A universidade contemporânea, em seu dinamismo, enfrenta múltiplos problemas que atingem sua própria concepção. No âmbito dessa conjuntura, sente-se crescer e se difundir, em muitas áreas o combate ao saber, na medida em que o mesmo é anunciado como poderosa arma de poder. Parece que tudo tem que ser alinhado na fronteira da mediocridade, onde talento, mérito e trabalho são considerados elitismo antidemocrático.

A palavra de ordem é desdenhar o saber, que transformado em poder seria utilizado como força policial a dominar e subjugar as. massas, tanto as despreparadas, como as ignorantes.

A continuar o culto da contracultura, do anti-saber na universidade, muito brevemente assistiremos a um curioso caminho evolutivo. Quanto mais estudioso, mais sábio um professor, gradativamente ficaria tolhido no seu progresso docente e, caso fosse extremamente culto e preparado, muito rapidamente seria alijado do convívio da corporação; no caso dos mais sábios só restaria a exclusão, pelo perigo que representariam. Da mesma forma, os alunos mais dedicados ao estudo e imbuídos da grave responsabilidade ética que deveriam ter com seu preparo como homens e profissionais encontrariam enormes dificuldades e barreiras para prosseguirem. Seriam reprovados a cada vez que mostrassem elevado nível de aprendizado, distanciando-se cada vez mais da diplomação, à medida que ousassem a demonstração do saber.

Em curto período, a universidade estaria transformada em celeiro de convívio e formação de homens primitivos que iriam povoar as ruas e as cidades com majestoso silêncio intelectual e cultural. Obra tão mortal quanto a bomba atômica.

Não é sem motivos que os jovens estão confusos e estonteados. A universidade, idealizada para criar, aprimorar e difundir o saber, declara-se extremamente duvidosa quanto a este destino e ensaia uma caminhada contra o vento do saber; a aula, cujo início estipula-se para as 9 horas, começa as 9h30min (quando é dada); a unidade temporal chamada semestre, dura 4 meses; o professor que assume o compromisso de permanecer 40 horas semanais na universidade comparece às 2as, 4as e 6as feiras, de 10 às 11 horas, quando tem tempo; o funcionário contratado para ser datilógrafo, não sabe bater à máquina; os conselheiros dos colegiados superiores da universidade comparecem em peso às reuniões dos mesmos apenas nas sessões de eleição dos governantes da universidade. Estes são pequenos exemplos retirados do diário da universidade. Somem-se a tudo isso os destemperos do cotidiano da vida e fica fácil compreender o porquê da confusão.

A veemência da afirmação sempre foi e será mais fácil e comovente do que o rigor da demonstração. Acontece que em todas as atividades humanas e muito particularmente na universidade, a primeira não pode substituir a segunda. A busca incessante do verdadeiro, da origem das coisas, só pode ter crédito e servir de apoio para o desenvolvimento da humanidade se for calcada na observação meticulosa, na investigação metódica e na pesquisa disciplinada, todas envoltas pelo rigoroso manto da ética.
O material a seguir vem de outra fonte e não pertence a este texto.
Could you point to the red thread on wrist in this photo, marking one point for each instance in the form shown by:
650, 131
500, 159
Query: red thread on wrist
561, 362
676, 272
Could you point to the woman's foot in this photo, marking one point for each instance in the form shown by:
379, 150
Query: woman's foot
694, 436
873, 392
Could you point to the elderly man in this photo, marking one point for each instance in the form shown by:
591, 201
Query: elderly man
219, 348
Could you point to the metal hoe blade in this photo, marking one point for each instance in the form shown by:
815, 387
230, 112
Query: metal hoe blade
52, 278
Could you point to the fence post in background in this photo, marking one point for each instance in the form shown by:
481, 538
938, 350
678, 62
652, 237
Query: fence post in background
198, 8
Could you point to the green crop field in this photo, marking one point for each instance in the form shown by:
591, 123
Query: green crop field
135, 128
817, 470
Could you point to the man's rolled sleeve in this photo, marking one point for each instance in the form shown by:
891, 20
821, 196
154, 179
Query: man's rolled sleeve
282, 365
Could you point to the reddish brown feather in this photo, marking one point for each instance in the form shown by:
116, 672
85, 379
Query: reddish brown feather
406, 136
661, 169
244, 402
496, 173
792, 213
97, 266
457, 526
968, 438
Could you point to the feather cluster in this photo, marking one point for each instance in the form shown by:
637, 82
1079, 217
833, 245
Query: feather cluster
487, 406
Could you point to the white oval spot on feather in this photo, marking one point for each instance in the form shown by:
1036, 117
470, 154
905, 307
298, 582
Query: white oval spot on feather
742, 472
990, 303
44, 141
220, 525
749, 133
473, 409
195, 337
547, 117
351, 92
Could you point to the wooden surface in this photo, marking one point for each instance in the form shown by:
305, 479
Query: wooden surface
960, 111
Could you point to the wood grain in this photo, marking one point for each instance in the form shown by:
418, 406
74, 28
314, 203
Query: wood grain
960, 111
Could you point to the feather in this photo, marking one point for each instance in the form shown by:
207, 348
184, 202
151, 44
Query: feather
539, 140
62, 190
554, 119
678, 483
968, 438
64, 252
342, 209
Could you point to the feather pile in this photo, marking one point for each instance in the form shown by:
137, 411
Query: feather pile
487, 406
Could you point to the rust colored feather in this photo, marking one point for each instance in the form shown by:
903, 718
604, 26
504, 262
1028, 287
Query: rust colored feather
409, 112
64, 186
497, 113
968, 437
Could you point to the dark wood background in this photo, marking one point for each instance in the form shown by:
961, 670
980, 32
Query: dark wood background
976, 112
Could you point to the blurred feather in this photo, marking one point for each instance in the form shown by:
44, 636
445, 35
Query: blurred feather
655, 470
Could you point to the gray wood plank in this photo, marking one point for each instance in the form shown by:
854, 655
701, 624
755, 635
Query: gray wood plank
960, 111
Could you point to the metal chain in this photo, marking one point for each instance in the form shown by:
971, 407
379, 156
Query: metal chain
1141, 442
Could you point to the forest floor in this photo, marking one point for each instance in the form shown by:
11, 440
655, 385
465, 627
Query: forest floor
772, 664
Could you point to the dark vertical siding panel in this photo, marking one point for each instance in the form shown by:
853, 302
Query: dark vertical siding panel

Pois bem, para que algum fenômeno possa ser demonstrado com rigor, alguns ingredientes básicos são necessários: primeiro, o profundo conhecimento da matéria objeto do fenômeno a ser estudado; segundo, o conhecimento acurado dos métodos utilizados para decifrar a intimidade e as incógnitas do fenômeno; terceiro, e fundamental, a consciência ética e moral de quem investiga. Não é difícil perceber que tarefa de tal magnitude exige estudo, dedicação e trabalho, sem contar com a solidez de princípios éticos, estes iniciados cem anos antes do nascimento. Em resumo, competência, talento e seriedade bastam para construir qualquer universidade.

Compreende-se, pois, que o movimento do anti-saber interessa fundamentalmente aos incompetentes, ou aos que trocam a manutenção da competência (que exige estudo e dedicação) por tarefas ditas, engenhosamente, de cunho “politicamente” mais amplo e abrangente. E, assim, instala-se a esperteza, esta, e em reforço ao que já foi dito, obscuro santuário dos incompetentes.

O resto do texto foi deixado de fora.